Só encontro paralelo em Carmo Bernardes que, como você sabe, procede de uma família rural pobre, desassistida, carente, bem mais humilde do que a sua, sob todos os aspectos sociais. Alfabetizou-se, tornou-se membro da Academia de Letras de Goiás, e escreveu 17 livros. É outro que nunca abjurou o seu nível social, que nos deixou uma herança cultural inestimável, que tinha um estilo inimitável.

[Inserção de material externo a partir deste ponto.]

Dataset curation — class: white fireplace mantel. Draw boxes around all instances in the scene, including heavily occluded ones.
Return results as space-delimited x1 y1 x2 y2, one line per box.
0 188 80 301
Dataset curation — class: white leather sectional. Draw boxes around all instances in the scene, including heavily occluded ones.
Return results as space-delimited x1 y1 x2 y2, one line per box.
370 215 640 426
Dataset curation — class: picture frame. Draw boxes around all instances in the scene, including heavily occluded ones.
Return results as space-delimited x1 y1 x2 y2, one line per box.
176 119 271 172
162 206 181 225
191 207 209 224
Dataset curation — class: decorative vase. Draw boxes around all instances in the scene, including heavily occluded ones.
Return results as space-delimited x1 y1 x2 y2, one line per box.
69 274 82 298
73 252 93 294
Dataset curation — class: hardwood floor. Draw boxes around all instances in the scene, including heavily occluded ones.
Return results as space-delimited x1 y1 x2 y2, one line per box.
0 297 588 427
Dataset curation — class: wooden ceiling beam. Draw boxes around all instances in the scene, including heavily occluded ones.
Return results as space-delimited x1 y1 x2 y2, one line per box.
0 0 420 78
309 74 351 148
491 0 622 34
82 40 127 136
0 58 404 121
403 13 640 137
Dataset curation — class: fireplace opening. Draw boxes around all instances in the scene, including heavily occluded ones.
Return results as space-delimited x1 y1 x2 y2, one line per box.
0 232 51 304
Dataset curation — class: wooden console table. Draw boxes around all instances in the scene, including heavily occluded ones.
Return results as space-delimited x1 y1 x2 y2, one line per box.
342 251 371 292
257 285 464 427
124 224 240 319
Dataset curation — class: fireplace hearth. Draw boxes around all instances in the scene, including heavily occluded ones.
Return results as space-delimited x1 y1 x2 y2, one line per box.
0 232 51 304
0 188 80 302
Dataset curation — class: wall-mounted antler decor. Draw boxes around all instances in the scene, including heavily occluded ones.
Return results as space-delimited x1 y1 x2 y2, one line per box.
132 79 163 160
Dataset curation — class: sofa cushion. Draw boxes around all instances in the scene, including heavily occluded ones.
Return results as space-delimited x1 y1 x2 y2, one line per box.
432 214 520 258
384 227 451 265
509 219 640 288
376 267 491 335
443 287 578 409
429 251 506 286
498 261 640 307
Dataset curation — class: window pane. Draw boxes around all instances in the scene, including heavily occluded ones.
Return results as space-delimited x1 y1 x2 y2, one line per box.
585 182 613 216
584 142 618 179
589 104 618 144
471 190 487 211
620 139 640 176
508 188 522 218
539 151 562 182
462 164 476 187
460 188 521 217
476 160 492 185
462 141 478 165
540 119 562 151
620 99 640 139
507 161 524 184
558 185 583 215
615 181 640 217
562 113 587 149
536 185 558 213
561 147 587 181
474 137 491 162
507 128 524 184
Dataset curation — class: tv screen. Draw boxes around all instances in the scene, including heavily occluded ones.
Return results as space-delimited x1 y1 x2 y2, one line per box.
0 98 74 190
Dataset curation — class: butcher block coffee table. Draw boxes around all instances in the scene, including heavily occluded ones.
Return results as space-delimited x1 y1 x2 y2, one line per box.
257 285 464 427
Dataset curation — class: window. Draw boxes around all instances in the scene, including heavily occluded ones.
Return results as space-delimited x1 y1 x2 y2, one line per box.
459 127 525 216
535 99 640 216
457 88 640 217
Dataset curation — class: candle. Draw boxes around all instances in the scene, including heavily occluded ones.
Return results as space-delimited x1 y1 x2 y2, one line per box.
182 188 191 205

Guerra da Cal tem uma definição de estilo que serve ao que digo, porque destaca a substância interior, onde se desenrola o ato da criação. O estilo literário vai muito além do meramente verbal. Ter um estilo não é possuir uma técnica de linguagem, mas principalmente ter uma visão própria do mundo e haver encontrado uma forma adequada para expressar nossa paisagem interior.
Trago essa citação como respaldo ao que vou dizer, visto que nesta matéria sou um simples diletante. Quem fala aqui ainda é, na verdade, o adolescente que foi passando a selecionar as leituras ainda em Riachão. Fixei em negrito a palavra adequada porque ela define bem a acomodação de sua linguagem ao assunto. Entre os escritores, aqueles que o leitor pode, honestamente, identificar apenas pelo estilo inconfundível, pela maneira pessoal de escrever – havemos de convir que são poucos.
Você é um deles, Francisco Saracura. Sua escrita é fluente, espontânea, agradável. Tem selo próprio. Pode registrar sua patente. Depois de tudo o que disse, se você me permite, faço-lhe as últimas considerações. Não se trata de detalhes. Não costumo cuidar disso.
Talvez haja, nos seus livros em geral, uma certa hesitação. A partir – em alguns, pelo menos – da ficha catalográfica. São romances e ao mesmo tempo memórias. Não acha que um dos gêneros devia prevalecer? Bem, mas isso é apenas um indício, você poderá contra argumentar. Mas o que chamo de hesitação, também se reflete e se abriga nos textos. E como, em termos estruturais, o romance é mais exigente do que o gênero memórias, que é bem mais flexível, quando o leitor leva isso em conta, percebe uma leve contaminação, um certo trânsito que termina incomodando. Talvez você também pudesse arrefecer certas repetições, distribuir a matéria mais colada à mensagem que queira passar ao leitor.
Enfim, rearrumar. Levar sempre em conta que o narrador não pode se desmandar pra lá e pra cá. Algumas dispersões estranhas ao eixo da narrativa, em qualquer autor, sempre podem ser podadas. De qualquer forma, suponho assim que a sua obra circulará ainda com mais conforto no âmbito da literatura.
Por fim, como você também sabe, essas impressões devem ser relativizadas. Qualquer leitura termina privilegiando o ângulo pessoal. Os mestres consagrados – aliás, todos mortos – também não foram perfeitos. Mas são a fonte mais confiável. Os únicos que nos servem de lição.